Two years to the month after Iqaluit city council selected a windswept field in Apex as the site of the city’s new cemetery, the site stands ready to accept its first graves.

In those two years, city council and designers created a site that responded to the opinions and demands of residents, suited for a growing population of mixed origins and religious beliefs.

Even so, councillors were stumped, April 29, by one demand that residents never made.

Project officer Richard Sparham presented a draft of a new cemetery bylaw to the engineering and public works committee of the whole that evening.

Coun. Kenny Bell noted that, just as in the city’s half-century-old graveyard, the new Iqaluit Municipal Cemetery won’t allow family members, loved ones or friends to be buried next to each other — unless they happen to have died around the same time.

“Right now, we just bury people in the order that they die,” Sparham told council.

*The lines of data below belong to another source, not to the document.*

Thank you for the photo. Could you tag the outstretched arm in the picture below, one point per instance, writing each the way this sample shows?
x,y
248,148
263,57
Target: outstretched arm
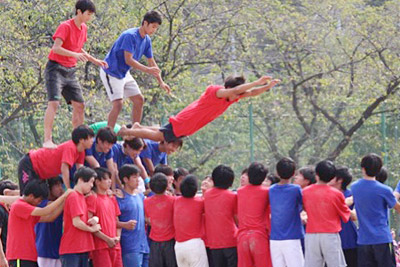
x,y
238,90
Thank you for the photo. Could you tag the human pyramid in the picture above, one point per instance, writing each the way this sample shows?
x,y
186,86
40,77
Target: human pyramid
x,y
93,201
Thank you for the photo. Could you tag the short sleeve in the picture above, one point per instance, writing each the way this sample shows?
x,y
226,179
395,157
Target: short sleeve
x,y
128,43
148,52
62,32
75,206
23,210
91,201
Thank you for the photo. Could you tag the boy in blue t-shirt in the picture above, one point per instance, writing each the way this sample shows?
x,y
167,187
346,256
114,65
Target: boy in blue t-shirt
x,y
372,201
348,234
133,240
286,227
125,54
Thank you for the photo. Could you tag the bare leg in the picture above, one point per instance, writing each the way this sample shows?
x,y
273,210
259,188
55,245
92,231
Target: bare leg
x,y
78,113
140,131
115,110
48,123
137,109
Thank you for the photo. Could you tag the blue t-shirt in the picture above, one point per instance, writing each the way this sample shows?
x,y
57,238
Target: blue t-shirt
x,y
120,158
135,240
153,153
99,156
286,204
130,41
348,235
48,236
373,201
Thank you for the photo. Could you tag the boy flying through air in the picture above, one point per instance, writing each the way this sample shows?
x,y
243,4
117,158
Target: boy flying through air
x,y
211,104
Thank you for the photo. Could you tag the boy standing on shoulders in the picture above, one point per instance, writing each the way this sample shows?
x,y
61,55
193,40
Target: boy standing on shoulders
x,y
253,215
286,228
24,214
372,201
125,54
77,239
325,206
69,39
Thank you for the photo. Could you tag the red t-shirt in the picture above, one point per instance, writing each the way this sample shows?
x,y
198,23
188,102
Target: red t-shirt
x,y
107,209
253,208
21,232
200,112
160,210
73,40
220,207
188,218
75,240
47,162
325,206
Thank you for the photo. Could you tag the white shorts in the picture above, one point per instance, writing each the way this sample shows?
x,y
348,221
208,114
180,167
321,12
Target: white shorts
x,y
47,262
119,88
287,253
191,253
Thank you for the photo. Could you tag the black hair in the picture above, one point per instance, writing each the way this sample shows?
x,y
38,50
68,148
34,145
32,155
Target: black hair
x,y
325,170
37,188
167,170
344,174
81,132
285,168
84,5
189,186
372,164
152,16
85,174
273,178
233,81
223,177
308,173
106,134
257,173
178,172
135,143
127,171
382,175
159,183
7,184
54,181
101,173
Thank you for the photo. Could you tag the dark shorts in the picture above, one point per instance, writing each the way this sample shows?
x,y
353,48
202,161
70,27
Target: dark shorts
x,y
25,172
22,263
162,254
61,80
168,133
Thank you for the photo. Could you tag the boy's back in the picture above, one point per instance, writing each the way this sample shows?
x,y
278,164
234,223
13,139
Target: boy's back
x,y
372,201
75,240
253,204
325,206
188,218
286,205
220,207
160,210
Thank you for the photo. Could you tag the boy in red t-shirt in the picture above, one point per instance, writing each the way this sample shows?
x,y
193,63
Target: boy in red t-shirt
x,y
69,39
77,239
220,206
159,212
46,163
107,251
211,104
325,207
253,215
21,246
188,222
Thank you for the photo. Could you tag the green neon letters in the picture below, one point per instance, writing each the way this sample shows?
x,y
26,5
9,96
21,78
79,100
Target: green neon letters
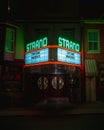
x,y
68,44
37,44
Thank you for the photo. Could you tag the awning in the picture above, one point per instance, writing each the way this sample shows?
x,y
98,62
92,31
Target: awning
x,y
91,69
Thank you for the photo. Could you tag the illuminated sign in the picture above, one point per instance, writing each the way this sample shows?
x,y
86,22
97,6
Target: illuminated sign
x,y
37,56
68,44
68,56
37,44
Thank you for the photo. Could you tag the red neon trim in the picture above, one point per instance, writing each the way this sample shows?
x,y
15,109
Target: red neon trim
x,y
52,46
52,62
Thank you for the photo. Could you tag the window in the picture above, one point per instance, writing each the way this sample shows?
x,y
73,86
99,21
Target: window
x,y
93,41
10,40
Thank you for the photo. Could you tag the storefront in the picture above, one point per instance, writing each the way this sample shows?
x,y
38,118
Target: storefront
x,y
52,71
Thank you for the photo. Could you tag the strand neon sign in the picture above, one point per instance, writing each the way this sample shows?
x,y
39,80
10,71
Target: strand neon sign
x,y
44,42
37,44
68,44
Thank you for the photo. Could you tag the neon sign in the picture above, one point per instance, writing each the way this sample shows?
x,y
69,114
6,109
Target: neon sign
x,y
68,44
37,56
68,56
37,44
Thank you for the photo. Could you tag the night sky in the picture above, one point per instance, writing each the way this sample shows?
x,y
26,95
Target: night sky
x,y
91,9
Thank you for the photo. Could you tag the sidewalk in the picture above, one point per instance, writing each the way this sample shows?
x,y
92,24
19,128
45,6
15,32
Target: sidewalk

The practice of filling the cemetery with graves in an ordered fashion, one after another, doesn’t allow families to reserve spaces for future burials.

Sparham said the order of burials would be covered by cemetery administration, not the cemetery bylaw.

Most city councillors, including Mayor Mary Wilman, said they were surprised by the practice, even though Iqaluit has done it that way for decades.

“I just assumed that everything was up to the family, and how I wanted my family to be buried — whether they wanted to be together or not,” said Wilman.

“So my understanding is it’s not up to the family, but that it’s up to the cemetery administration?”

Sparham clarified that the new cemetery’s administrators, like the old, would simply fill up the burial grounds in the order that deaths occur.

“I would assume that a person would have enough heart to ensure that everyone (of a family) is buried together,” Coun. Bell said. “But I’ve seen worse here.”

Bell pointed out that there seemed to be no chance that family members can ever be buried together — unless they coincidentally die at about the same time.

“Maybe there’s a way that families could buy plots,” Bell suggested. “I know you don’t want to do that, but I don’t see why we wouldn’t.”

Sparham wondered why that matter had never come up in the two years of planning and public consultations.

The city’s director of engineering, Meagan Leach, said she could not recall that anyone in public consultations had ever brought up the need for side-by-side family burials.

All design planning for the new facility assumed ordered burial without the possibility of reserving plots, she said.

“The site has particular constraints, because of the type of tundra (terrain) it is,” she said.

Leach suggested that the city’s engineering department could show how burial plot reservations would affect or change the cemetery plans and costs, and councillors agreed.

The old practice of burying family members separately at the new cemetery disappointed Coun. Noah Papatsie, who expected the new site would be a great improvement — in terms of management as well as design.

“I’m really hurt that my parents are separated at the old cemetery,” he said.

Many graves at the old cemetery are not marked, Papatsie said.

“I still don’t know where my brother is, and that’s really disappointing.”

Joanasie Akumalik, the chair of the engineering and public works committee, noted that burial is less restrictive in Nunavut’s small communities, where sites have few restrictions on space.